This thread is here to be hijacked. Any of you aspiring message board terrorists, here’s you opportunity to develop your skills. This thread is wearing a big shirt that says, “Hijack me baby.” so do it. If nobody hijacks this thread I will feel a profound sense of rejection and probably have several hundred dollars of therapy bills.
i hope someone hijacks this thread.
No, it’s not the thread that wears that t-shirt,
that says, “Hijack me baby”,
Anniz, you are part of the SDMB conspiracy (as detailed by dropzone IIRC) aren’t you?
BTW, paradoxically, this thread cannot be hijacked since any attempt to hijack it would be a direct response to the OP.
Anniz is wearing the thread that wears the t-shirt that says, “Hijack me baby”, that lives in the thread that Bear built.
Anniz, I’ll call you later.
It’s been like five minutes and no legitimate hijacks. This sucks ass.
Speaking of really big T-shirts, I saw one today that was worn by a 26-year old with red hair.
He was on a bike.
The T-shirt said “I used to be punk.”
It filled me with a deep sense of loss.
I felt this same sense of loss once after the first time I beat my dad at chess. See, dad NEVER let me win as a kid so I knew it was a legitimate win.
I had video chess on Atari. It was so difficult and impossible to win, no difficulty settings. It also had annoying flashing colours while the computer was THINKING.

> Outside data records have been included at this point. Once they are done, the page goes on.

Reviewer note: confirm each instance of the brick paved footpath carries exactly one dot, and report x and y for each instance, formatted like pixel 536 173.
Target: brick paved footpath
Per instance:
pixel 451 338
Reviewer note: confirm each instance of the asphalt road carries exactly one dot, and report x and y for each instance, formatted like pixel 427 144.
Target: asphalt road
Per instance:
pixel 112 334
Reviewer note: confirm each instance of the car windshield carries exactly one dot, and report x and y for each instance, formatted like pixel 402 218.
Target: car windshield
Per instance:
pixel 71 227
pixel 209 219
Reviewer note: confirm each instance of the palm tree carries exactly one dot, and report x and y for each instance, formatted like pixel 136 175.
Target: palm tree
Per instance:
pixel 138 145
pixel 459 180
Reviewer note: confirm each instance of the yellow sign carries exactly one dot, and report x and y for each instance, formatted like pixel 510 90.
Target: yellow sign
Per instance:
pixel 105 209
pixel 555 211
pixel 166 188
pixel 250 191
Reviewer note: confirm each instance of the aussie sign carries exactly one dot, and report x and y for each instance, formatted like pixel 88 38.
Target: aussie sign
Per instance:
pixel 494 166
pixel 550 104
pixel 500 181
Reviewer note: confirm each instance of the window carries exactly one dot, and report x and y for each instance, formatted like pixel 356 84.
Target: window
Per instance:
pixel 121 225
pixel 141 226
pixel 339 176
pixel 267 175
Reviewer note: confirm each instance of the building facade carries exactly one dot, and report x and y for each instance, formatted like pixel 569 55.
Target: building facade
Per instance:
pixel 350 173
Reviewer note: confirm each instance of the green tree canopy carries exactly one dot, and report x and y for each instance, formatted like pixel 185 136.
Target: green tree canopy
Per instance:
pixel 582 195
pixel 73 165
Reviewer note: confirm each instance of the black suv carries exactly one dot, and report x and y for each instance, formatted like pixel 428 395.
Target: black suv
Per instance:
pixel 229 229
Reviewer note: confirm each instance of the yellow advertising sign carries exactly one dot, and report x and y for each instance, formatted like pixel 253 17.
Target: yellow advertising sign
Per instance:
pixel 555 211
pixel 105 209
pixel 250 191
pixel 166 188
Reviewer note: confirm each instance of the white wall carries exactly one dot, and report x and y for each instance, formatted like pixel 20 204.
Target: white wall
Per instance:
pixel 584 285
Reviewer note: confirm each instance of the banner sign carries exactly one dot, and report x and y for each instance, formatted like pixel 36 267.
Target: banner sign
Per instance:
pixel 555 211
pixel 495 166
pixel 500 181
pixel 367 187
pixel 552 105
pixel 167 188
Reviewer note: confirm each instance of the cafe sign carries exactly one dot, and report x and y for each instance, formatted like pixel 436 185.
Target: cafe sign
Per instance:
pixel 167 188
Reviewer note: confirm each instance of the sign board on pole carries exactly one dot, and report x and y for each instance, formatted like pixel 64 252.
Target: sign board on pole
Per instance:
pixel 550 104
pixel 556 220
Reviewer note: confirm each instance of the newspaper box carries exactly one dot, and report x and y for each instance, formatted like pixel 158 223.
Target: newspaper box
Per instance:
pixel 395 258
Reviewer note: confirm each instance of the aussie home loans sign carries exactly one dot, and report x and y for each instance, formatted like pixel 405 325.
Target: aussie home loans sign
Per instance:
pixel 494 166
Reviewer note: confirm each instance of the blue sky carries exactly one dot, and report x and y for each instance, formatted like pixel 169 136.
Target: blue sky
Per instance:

I rememebr in my philosophy class five years ago about something called a Turing Test (or was it Touring Test?). I t was somehow meant to determine if machines could think, but I forgot how it worked.
What the hell was Pee Wee’s job in the Pee-Wee movie? He obviously had a lot of money in order to buy all the cool talking furniture pieces in his house.
Does anyone know Pee-Wee’s job?
Damn you are good Turp.
I have no idea of what you’re talking about.
But, it is probably not good…:D:D
Oh yeah, I forgot. Pee Wee didn’t need a job. He had the bike. Who would need a job if you had a bike like that? That’s why he searched so feverishly for it when he lost it. I think.
Everyone knows that Pee-Wee was big into cocaine in the 70’s (for those who have seen Cheech and Chong’s: Nice Dreams). He obviously became very wealthy dealing, Duh!
You are all such assholes.
On you blabber about nonsense, and no one cares about the plight of the three-toed crotch crab, which is on the brink of extinction. You will all be happy to know that I am providing a nourishing habitat for about 400 of them right now.
Please, think of someone other than yourself.
Well, speaking of Pee wee- do you remember the part whee he says
“good morning Mr. Breakfast!” and Mr. Breakfast goes
“Can I have some Mr. T cereal?”
I loved that part because I liked Mr. T as a kid especially when he appeared in a guest spot in Different Strokes.
Remember that one? where Arnold tried to dress up like Mr. T and he got a mowhawk and everything? And then Mr. T told him that it wasn’t cool to copy someone else’s look and that it was cooler to just BE YOURSELF.
IIRC, Arnold’s goldfish (wich was actually black) was named Abraham.
I had a dream once about Abraham Lincoln. That when I was six. I dreamt that Mr. Loncoln was trapped in his log cabin and he was on fire! I distinctly remember how chilling the screams were.
Chilling- doesn’t that mean “Lounging about” in ebonics?
Like Turpentine said, that Small Wonder episode was fan-fucking-tastic. Much better than the canned peas you get at the supermarket.
(Maybe this is more stream-of-conciousness than hijacking…)
no, turp, chilling means lounging about in gerneral urban slang, not ebonics. And it is more proper to use the term chillin’. Anyway, rocky fought Mr. T. Remember? Then he fought that big russian guy with all the fancy gadgets and all he could do was run up a mountain (rocky, not mr t). The point here is, I own three snakes.
Am I hijacking my own thread? If you want something done right, do it yourself, and get help from anniz.
Has anyone heard from the hijacker?
damnit, not anniz, i mean turp. anniz, you’re lovely and all, but you just don’t have the profound and intimate knowledge of pee wee herman that turp possesses.
an anagram of Abraham is ARAB HAM
So what’s the deal with that?
And why did people decide to put “ham” into their personal names?
Were there pigs in the Middle East 2000 years ago?
But if I WERE going to hijack this thread I’d have several negative and unkind words about simul-posts!
P.S. This is not a hijack. At worst it is a tangent.
I have a friend who says “chilling” all the time.
I’ll say "Hey what’s going on?)
What dya do this past weekend?
Everything, no matter what you say, he says “chillin”. I thought the word died, like “groovy”, but I actually like “groovy”, though I don’t use it really except in a more retro sense, as if all those included in the conversation are hip to be square
-here, there, and everywhere…here, there, so hip to be square.
I like Huey Lewis, but I don’t find anything hip about being square. But it was the 80’s.